Here's the definition provided in Richard Silverman's Modern Calculus and Analytic Geometry:
Suppose that $x \in \mathbb{R}$ and $a > 0$. Let $\{r_n\}$ be a sequence of rationals such that:
$$\lim_{n \to \infty} r_n = x$$
Then, we define the exponential of base $a$ as follows:
$$a^x = \lim_{n \to \infty} a^{r_n}$$
I've already demonstrated that this limit does actually converge so that's not really the issue here. This definition makes sense. Now, I'm trying to prove that the following result holds:
Let $x_1,x_2 \in \mathbb{R}$. Suppose that $a > 0$. Then:
$$(a^{x_1})^{x_2} = a^{x_1x_2}$$
I have something of a proof attempt but it looks dubious. Let me just show it below:
Proof Attempt:
Let $\{r_n\}$ and $\{s_n\}$ be sequences of rationals such that:
$$\lim_{n \to \infty} r_n = x_1$$
$$\lim_{n \to \infty} s_n = x_2$$
Then, by definition, we have:
$$a^{x_1} = \lim_{n \to \infty} a^{r_n}$$
Now, we have:
$$(a^{x_1})^{x_2} = \lim_{n \to \infty}[(\lim_{n \to \infty} a^{r_n})^{s_n}]$$
We cannot simplify this to one limit because the two limits do not converge at the same time. That is, for any fixed $\epsilon > 0$:
$$\exists N_1 > 0 : n > N_1 \implies |a^{r_n}-a^{x_1}| < \epsilon$$
$$\exists N_2 > 0 : n > N_2 \implies |a^{s_n}-a^{x_2}| < \epsilon$$
where $N_1$ is not necessarily equal to $N_2$. Now, we take our fixed $\epsilon$ and define $N = \max(N_1,N_2)$. Then, for any $n > N$, the two inequalities above hold and the sequences converge at the same time. So, it follows that we can simplify the limit expression we have above so that:
$$(a^{x_1})^{x_2} = \lim_{n \to \infty}[(a^{r_n})^{s_n}] = \lim_{n \to \infty}(a^{r_ns_n}) = a^{x_1x_2}$$
That proves the desired result.
I think this is sort of-kind of a proof but not really. I'm really uncomfortable about the simplification I made and, intuitively, it makes sense but I'm not sure if this is rigorous at all.

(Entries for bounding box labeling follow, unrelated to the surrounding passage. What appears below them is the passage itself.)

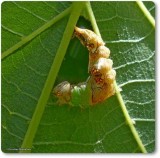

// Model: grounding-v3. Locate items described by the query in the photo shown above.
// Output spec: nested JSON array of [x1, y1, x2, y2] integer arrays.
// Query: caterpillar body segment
[[53, 27, 116, 108]]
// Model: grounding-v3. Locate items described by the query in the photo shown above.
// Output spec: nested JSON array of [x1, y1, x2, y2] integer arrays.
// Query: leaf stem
[[86, 2, 147, 153], [20, 2, 84, 152], [137, 0, 155, 28], [1, 8, 71, 59]]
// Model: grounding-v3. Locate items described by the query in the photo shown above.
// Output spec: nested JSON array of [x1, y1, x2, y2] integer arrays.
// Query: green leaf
[[1, 2, 155, 153]]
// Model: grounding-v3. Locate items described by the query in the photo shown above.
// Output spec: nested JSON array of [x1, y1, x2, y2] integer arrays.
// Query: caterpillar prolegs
[[53, 27, 116, 107]]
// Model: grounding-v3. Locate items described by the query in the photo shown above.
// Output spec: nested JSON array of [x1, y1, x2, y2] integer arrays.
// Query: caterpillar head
[[53, 81, 71, 104], [74, 27, 104, 52], [89, 46, 110, 62]]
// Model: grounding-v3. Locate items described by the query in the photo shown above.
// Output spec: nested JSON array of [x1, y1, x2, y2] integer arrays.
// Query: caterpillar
[[53, 27, 116, 107]]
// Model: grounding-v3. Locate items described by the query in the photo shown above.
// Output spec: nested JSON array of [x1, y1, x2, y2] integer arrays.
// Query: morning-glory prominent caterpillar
[[53, 27, 116, 107]]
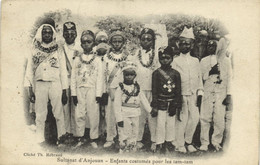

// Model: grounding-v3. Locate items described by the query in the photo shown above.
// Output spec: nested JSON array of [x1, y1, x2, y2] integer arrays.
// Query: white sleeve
[[70, 57, 78, 96], [200, 59, 209, 80], [24, 54, 33, 87], [139, 91, 152, 113], [96, 58, 104, 97], [226, 59, 232, 95], [196, 60, 204, 95], [114, 88, 123, 122], [58, 48, 69, 89]]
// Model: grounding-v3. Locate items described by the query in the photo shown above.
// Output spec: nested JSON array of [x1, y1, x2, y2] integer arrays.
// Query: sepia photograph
[[0, 0, 260, 165]]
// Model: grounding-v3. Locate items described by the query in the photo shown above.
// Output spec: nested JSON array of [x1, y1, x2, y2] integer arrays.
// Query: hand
[[222, 95, 231, 106], [176, 108, 181, 121], [150, 108, 158, 117], [209, 64, 220, 75], [72, 96, 78, 106], [96, 97, 101, 104], [197, 95, 202, 108], [29, 87, 36, 103], [117, 121, 124, 127], [61, 89, 68, 105]]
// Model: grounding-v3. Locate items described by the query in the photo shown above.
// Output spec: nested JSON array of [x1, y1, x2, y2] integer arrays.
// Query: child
[[71, 30, 103, 148], [151, 46, 181, 153], [114, 62, 151, 151], [102, 30, 129, 148]]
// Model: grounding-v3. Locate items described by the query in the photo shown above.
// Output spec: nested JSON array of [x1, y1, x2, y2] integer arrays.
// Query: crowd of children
[[24, 19, 232, 153]]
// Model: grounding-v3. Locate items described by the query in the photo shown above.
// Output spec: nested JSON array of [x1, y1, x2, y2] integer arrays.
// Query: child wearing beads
[[114, 62, 151, 152], [151, 46, 181, 153], [71, 30, 103, 148]]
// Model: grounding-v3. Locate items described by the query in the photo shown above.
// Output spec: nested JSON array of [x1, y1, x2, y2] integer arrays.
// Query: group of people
[[24, 18, 232, 153]]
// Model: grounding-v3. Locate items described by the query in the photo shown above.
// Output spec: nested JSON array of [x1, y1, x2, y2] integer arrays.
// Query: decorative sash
[[158, 68, 173, 82], [62, 45, 72, 74], [32, 41, 58, 74], [106, 63, 120, 89]]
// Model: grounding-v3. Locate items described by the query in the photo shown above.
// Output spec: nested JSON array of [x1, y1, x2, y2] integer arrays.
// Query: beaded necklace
[[35, 41, 58, 53], [107, 52, 127, 62], [119, 82, 140, 98], [80, 54, 96, 64], [138, 49, 155, 68]]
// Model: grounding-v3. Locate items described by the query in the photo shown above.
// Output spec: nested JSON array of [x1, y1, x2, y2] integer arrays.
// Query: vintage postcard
[[0, 0, 260, 165]]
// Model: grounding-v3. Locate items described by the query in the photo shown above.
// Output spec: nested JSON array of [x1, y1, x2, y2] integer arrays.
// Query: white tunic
[[114, 84, 152, 122], [24, 43, 68, 89], [131, 49, 160, 91], [71, 54, 103, 97], [200, 55, 231, 94], [172, 53, 203, 95]]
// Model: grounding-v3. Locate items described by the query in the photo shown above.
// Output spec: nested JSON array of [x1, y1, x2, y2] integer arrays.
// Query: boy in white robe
[[114, 62, 151, 151]]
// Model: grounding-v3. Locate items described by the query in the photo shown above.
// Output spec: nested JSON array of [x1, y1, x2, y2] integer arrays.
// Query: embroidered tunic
[[151, 68, 182, 110], [71, 54, 103, 97], [25, 41, 68, 89], [114, 84, 151, 122]]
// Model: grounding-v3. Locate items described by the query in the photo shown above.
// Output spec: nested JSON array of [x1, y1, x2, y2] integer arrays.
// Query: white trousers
[[35, 81, 66, 142], [118, 116, 139, 145], [176, 95, 199, 147], [156, 110, 175, 144], [75, 87, 99, 139], [200, 92, 226, 145], [63, 88, 76, 135], [105, 93, 117, 141], [137, 91, 157, 142]]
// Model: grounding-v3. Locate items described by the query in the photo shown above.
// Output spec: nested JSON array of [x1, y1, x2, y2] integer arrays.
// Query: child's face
[[179, 38, 193, 54], [159, 54, 173, 66], [123, 69, 136, 84], [42, 26, 53, 44], [111, 35, 124, 51], [140, 34, 153, 49], [63, 30, 77, 44], [81, 34, 94, 52]]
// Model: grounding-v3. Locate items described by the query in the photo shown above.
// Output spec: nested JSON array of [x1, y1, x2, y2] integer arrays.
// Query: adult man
[[25, 24, 68, 145], [62, 22, 78, 141], [172, 27, 203, 153], [200, 40, 231, 151]]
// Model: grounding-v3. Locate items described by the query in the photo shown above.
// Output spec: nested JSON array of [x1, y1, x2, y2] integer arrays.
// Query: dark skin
[[179, 37, 193, 54], [179, 37, 202, 108], [111, 35, 125, 52], [29, 26, 68, 105], [72, 34, 101, 106], [140, 34, 154, 51], [150, 54, 184, 121], [117, 69, 136, 127], [63, 30, 77, 45], [42, 26, 53, 44]]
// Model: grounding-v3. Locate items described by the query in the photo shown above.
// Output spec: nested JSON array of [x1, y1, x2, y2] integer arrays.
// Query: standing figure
[[151, 46, 182, 153], [62, 22, 78, 139], [103, 31, 129, 148], [200, 40, 231, 151], [25, 24, 68, 145], [173, 27, 203, 153], [133, 28, 159, 150], [114, 62, 151, 152], [71, 30, 103, 148]]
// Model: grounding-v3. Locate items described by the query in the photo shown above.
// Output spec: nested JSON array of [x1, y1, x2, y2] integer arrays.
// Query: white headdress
[[180, 26, 195, 39]]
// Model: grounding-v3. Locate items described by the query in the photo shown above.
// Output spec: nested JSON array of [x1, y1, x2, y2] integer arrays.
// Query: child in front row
[[151, 46, 182, 153], [114, 62, 151, 152], [71, 30, 103, 149]]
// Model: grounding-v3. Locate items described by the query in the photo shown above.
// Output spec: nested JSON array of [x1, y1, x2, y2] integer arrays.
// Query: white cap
[[180, 26, 195, 39], [96, 31, 108, 40], [122, 61, 137, 72]]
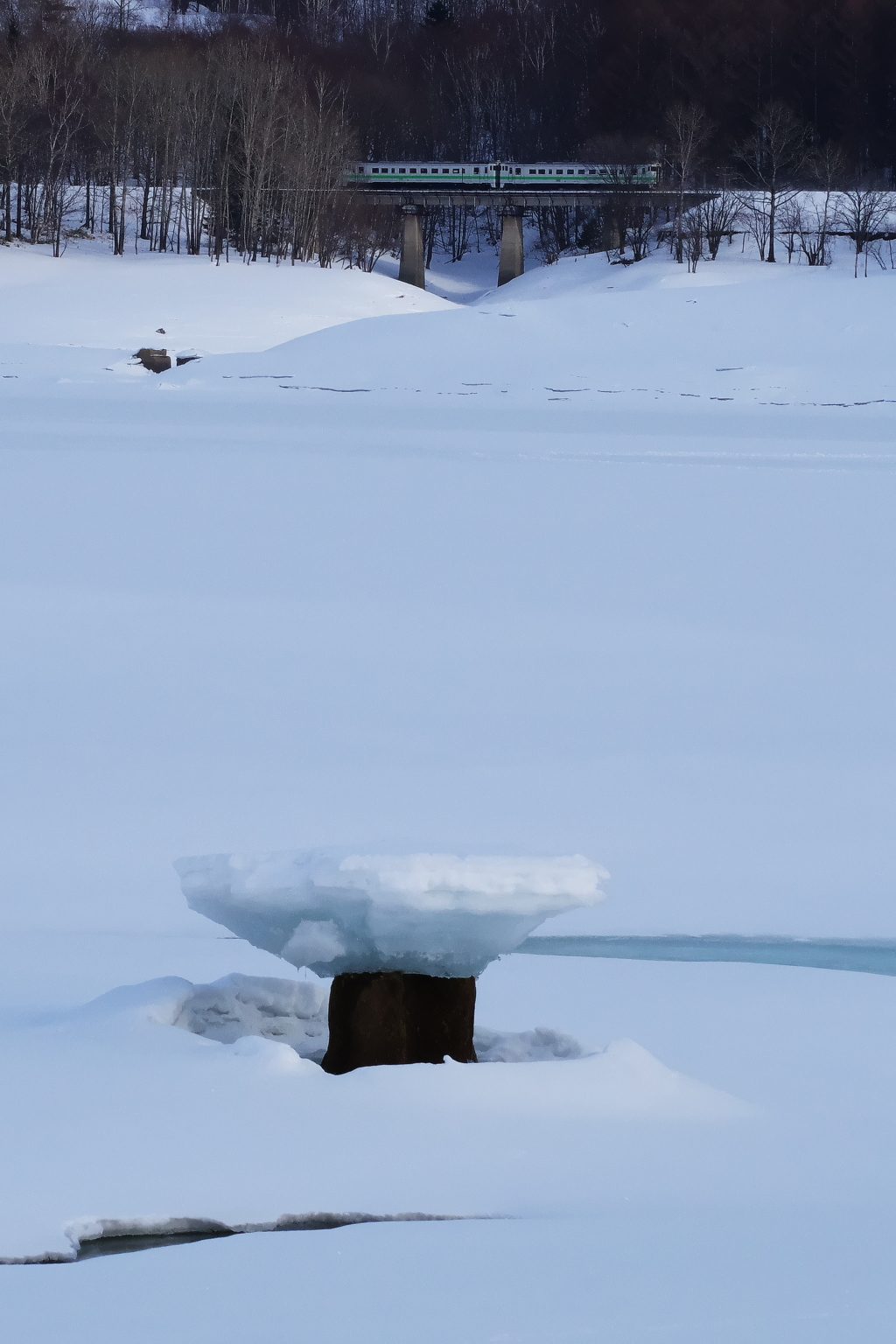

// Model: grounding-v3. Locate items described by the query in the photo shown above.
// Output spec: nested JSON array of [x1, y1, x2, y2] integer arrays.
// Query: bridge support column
[[499, 206, 525, 285], [397, 206, 426, 289]]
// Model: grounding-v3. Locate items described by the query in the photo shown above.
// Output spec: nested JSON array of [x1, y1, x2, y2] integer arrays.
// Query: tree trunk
[[322, 970, 475, 1074]]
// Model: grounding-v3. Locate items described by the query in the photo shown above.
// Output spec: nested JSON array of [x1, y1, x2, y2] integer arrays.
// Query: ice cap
[[175, 850, 608, 976]]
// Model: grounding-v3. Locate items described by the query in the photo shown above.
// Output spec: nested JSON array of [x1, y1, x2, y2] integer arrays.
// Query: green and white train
[[346, 161, 660, 191]]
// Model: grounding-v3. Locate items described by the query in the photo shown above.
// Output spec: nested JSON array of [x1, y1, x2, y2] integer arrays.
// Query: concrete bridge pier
[[499, 206, 525, 285], [397, 206, 426, 289]]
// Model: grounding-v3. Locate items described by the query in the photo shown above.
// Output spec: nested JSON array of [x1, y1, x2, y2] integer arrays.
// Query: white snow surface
[[0, 943, 752, 1259], [175, 850, 607, 976], [0, 231, 896, 1344]]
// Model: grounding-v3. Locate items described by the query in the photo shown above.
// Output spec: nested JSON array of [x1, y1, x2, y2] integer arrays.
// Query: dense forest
[[0, 0, 896, 265]]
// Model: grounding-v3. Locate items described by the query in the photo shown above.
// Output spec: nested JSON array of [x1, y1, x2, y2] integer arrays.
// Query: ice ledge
[[175, 850, 607, 976]]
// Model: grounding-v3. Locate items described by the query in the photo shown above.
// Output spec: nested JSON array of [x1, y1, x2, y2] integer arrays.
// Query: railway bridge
[[364, 188, 636, 289], [354, 163, 668, 289]]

Essentially, I feel like there's probably more to this that I'm not really seeing and I hope someone can tell me if I'm right to feel that way about the argument above.
If you want to write a proof following the same line as the argument above, then you are welcome to but please put it in spoilers and give hints for me to fix my argument above instead.
Edit:
I'm going to try showing that for any $x \in \mathbb{R}$ and any $r \in \mathbb{Q}$, it is the case that:
$$(a^x)^r = a^{xr}$$
where $a > 0$. Since $r \in \mathbb{Q}$, it follows that $r = \frac{p}{q}$, where both $p$ and $q$ are integers and $q > 0$. With that in mind:
$$(a^x)^r = (a^x)^{\frac{p}{q}} = [(a^x)^p]^{\frac{1}{q}}$$
$$(a^x)^r = [a^{px}]^{\frac{1}{q}}$$
That holds because $(a^x)^n = a^{nx}$ for any integer $n$> This can be easily shown using induction from the fact that $a^{x_1+x_2} = a^{x_1} \cdot a^{x_2}$ for any real numbers $x_1$ and $x_2$.
$$(a^x)^r = [a^{\frac{pxq}{q}}]^{\frac{1}{q}} = [a^{\frac{px}{q}}]^{\frac{q}{q}} = a^{\frac{px}{q}} = a^{rx}$$
So, with this, we have:
$$(a^{x_1})^{x_2} = \lim_{n \to \infty} (a^{x_1})^{s_n} = \lim_{n \to \infty} a^{x_1s_n} = a^{x_1x_2}$$
since $x_1s_n$ converges to $x_1x_2$ as $n \to \infty$. This proves the desired result.